The directive is a setback to about 20,000 students who failed to get their first degree course choices.
It is also a blow to the more than 1,000 students selected to study engineering in 10 universities and those taking medical courses that have not been approved by professional organisations.
Kenya Universities and Colleges Central Placement Services Chief Executive Officer John Muraguri said students with disabilities would be allowed to seek transfers to places conducive for their learning.
However, in the cases of marginalisation and affirmative action, the transfers will only be allowed if space is available in the universities students want to move to.
Mr Muraguri said the students had until the end of next month to conclude their transfers that must be sanctioned by his organisation, which is charged with placing students in the public universities and colleges.
However, he explained, students who wished to be transferred to other programmes and universities must meet the cut-off points.
“Students must have their forms endorsed both at the institutions where they have been placed and the ones they would like to transfer to. The forms must be submitted to the placement service for final approval and validation,” said Mr Muraguri.
A total of 67,790 students will be joining the public universities next month, compared to 57,250 last year.
There has been a proposal to change university admission criteria from one that focuses on clusters to a new one that will look at individual subjects.
However, the new system has not been adopted as the vice-chancellors have yet to meet to endorse it.
Education Cabinet Secretary Prof Jacob Kaimenyi yesterday said it was unfortunate some students had been selected to study degree programmes that had not yet been recognised by professional organisations.
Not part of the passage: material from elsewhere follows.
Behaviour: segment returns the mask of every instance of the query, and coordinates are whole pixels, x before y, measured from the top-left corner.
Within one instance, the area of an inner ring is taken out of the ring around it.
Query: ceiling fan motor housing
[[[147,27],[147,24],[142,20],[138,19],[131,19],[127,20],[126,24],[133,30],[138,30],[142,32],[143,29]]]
“We will work with the organisations to find a solution. However, university councils should do their work. I cannot do everything,” said Prof Kaimenyi.
At the same time, the fate of 2,285 students who were selected to join the Kenya Medical Training College still hangs in the balance after the management snubbed a meeting that was called by Prof Kaimenyi on Wednesday.
The CS told the Nation the ministry would pursue other avenues to resolve the issue.
“I cannot disclose to you what we would do as the government has its own mechanism of operation,” the CS added.